25 janvier > Histoire France

Grâce au jeu énergique de Kirk Douglas, Stanley Kubrick a fait de Spartacus un gladiateur et un condottiere, un héros à la fois rebelle et prophète. Le film de 1960 est magnifique, mais l’histoire est fausse. Avec beaucoup d’esprit, à la manière du regretté Lucien Jerphagnon qui racontait l’Antiquité comme s’il y avait passé ses vacances, Yann Le Bohec se propose de dire ce que l’on sait vraiment de ce Thrace dans l’histoire.
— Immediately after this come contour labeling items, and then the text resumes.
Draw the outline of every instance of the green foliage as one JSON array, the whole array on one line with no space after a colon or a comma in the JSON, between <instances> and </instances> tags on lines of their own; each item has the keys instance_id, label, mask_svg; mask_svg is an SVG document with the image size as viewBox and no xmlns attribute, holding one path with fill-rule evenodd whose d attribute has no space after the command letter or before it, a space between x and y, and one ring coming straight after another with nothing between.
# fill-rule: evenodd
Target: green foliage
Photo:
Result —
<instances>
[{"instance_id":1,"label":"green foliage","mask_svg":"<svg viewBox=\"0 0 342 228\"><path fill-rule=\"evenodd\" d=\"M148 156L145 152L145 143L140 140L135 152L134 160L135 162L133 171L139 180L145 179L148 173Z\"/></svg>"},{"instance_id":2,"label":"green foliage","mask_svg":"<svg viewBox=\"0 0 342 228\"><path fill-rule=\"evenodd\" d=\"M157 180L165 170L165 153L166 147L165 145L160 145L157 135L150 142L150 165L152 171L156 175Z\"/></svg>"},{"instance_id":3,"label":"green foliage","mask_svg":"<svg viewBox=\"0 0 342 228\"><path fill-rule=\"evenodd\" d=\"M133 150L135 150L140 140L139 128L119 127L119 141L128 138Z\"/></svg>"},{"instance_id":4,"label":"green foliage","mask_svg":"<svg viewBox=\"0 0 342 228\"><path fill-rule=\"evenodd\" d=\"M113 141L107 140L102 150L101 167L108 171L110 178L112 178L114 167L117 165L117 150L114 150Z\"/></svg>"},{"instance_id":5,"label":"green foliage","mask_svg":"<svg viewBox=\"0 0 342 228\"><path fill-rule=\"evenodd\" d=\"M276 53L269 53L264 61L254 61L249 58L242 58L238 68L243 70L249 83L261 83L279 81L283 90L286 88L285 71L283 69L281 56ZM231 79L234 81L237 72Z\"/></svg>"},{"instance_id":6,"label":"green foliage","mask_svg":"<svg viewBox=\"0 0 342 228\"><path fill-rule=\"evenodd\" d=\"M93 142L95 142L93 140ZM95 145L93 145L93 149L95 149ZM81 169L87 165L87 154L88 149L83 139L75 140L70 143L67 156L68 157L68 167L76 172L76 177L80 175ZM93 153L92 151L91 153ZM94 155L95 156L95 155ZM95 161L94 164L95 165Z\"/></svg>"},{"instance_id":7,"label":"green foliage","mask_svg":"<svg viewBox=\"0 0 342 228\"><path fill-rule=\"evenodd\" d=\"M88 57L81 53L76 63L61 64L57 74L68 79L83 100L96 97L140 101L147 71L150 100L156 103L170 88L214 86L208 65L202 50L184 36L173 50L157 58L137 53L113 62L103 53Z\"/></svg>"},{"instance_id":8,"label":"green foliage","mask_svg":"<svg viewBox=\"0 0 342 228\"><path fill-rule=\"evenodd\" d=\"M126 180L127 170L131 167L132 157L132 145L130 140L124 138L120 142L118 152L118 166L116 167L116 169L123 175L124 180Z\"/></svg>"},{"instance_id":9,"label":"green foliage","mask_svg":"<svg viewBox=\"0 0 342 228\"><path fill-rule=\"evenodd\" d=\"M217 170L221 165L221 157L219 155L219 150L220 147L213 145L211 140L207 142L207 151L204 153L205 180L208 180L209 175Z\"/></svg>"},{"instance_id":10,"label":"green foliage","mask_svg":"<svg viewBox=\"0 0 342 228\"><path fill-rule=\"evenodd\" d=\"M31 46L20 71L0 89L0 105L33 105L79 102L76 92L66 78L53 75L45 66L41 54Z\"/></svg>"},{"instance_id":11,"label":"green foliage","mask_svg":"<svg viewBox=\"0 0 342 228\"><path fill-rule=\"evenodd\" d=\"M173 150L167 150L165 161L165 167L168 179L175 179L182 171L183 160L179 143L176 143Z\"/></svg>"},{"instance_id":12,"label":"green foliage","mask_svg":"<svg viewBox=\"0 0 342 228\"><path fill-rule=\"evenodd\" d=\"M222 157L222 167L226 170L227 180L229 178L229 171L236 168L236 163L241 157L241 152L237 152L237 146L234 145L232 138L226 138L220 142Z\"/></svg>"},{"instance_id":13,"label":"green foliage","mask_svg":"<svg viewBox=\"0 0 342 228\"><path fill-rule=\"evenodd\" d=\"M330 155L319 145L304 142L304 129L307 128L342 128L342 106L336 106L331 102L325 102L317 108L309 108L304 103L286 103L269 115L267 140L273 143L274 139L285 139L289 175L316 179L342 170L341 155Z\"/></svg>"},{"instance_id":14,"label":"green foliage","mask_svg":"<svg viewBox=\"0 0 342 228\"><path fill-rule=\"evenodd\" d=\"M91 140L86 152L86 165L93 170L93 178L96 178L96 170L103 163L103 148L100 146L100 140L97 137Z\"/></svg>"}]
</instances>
Au niveau documentaire, cela tient en quelques pages de cinq auteurs anciens dont Salluste. C’est peu, mais suffisant pour savoir que Spartacus est né vers 93 avant J.-C. en Thrace, au sein d’un peuple semi-nomade ; qu’il fut victime d’une razzia, emmené à Rome, puis vendu au propriétaire d’une école de gladiateurs à Capoue. Ce combattant qui revendiquait son statut d’homme libre provoqua une révolte qui fit trembler Rome pendant près de deux ans. A la tête d’une bande de 70 gladiateurs auxquels vinrent se joindre des milliers d’esclaves, il devint chef de guerre et se constitua une armée qui vécut du pillage et défia les légions romaines jusqu’à ce que Crassus écrase la rébellion en 71 avant J.-C. On apprend aussi que Spartacus ne fut pas le seul insoumis et que deux autres troupes menées par Crixus le Frisé et Oinomaos l’Ivrogne, deux gladiateurs gaulois, résistèrent aussi mais moins longtemps à Rome.

Au XXe siècle, les historiens marxistes firent de Spartacus un héraut du prolétariat, et les scénaristes d’Hollywood un héros romantique. Yann Le Bohec nous livre une vérité plus simple, mais non moins glorieuse. Ce professeur émérite (Paris-4 Sorbonne), coauteur d’une fameuse Histoire romaine (rééditée en "Quadrige" aux Puf le 24 février), dévoile un homme courageux, autoritaire et intelligent qui chercha à recouvrer sa liberté, à retourner dans son pays et tomba les armes à la main. Ce n’est déjà pas si mal. D’autant qu’il contribua tout de même à ébranler les certitudes romaines sur l’esclavage et la gladiature. Après le livre d’Aldo Schiavone A la recherche de Spartacus (Belin, 2014), voici une autre impeccable étude qui allie le sérieux des sources au plaisir de la lecture.